A quarter of over-50s will delay retirement
Saga, which provides finance products exclusively for the over 50s, claims that more than a quarter of people in this age group will work past the current state pension age of 65.
Based on 427,000 retirement dates given by people using its annuity service, 27 per cent of over 50s will work beyond the age of 65.
Last year 1.41 million people worked beyond state pension age according to the Office for National Statistics (ONS), nearly double the number delaying their retirement in 1993.
According to the ONS, the number of people delaying their retirement is increasing faster than the general population.
Saga suggests that people coming up to retirement age are being influenced by the government’s ongoing programme to increase to the state pension age.
Many people are working longer because they have insufficient pension to maintain a comfortable lifestyle, while others simply want to carry on working in a job they enjoy.

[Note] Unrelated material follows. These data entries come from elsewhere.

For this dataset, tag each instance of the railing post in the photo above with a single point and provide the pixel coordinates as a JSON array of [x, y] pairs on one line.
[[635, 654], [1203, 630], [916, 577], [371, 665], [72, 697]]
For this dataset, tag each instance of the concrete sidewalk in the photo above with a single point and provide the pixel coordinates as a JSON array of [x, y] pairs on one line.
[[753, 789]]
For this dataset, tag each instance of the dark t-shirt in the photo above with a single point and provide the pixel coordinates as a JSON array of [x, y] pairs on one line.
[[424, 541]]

By November 2018 both men and women will receive their state pension when they reach 65.
The state pension age will then increase to 66 years by October 2020 and to 67 years by 2028, for both sexes.

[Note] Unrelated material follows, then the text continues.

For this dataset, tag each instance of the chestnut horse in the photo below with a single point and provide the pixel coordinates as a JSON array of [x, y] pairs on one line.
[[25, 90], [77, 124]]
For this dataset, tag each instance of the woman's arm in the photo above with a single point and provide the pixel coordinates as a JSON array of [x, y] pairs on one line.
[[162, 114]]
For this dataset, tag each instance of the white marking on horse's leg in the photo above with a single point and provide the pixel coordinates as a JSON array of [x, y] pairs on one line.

It will then continue to increase in line with life expectancy.
In a statement, Saga said: “In 2012, the average retirement age will be 63 years, 130 days, which is 286 days later than in 2010 (62 years, 277 days).
“By 2025, people expect to work an extra two years and 186 days longer than today.”
Last month Saga called for auto-enrolment to include an option for workers to invest in ISAs as well as traditional pensions.
From October, employers will be required to automatically enrol their workers into a qualifying workplace scheme if they are not already in one.
Speaking at the 2012 Crowe Clark Whitehill pensions lecture, Saga director-general Ros Altmann suggested that workers should be allowed to access their own contributions into a workplace pension at times of significant need.
This would encourage workers to increase their personal pension contributions, Ms Altmann said.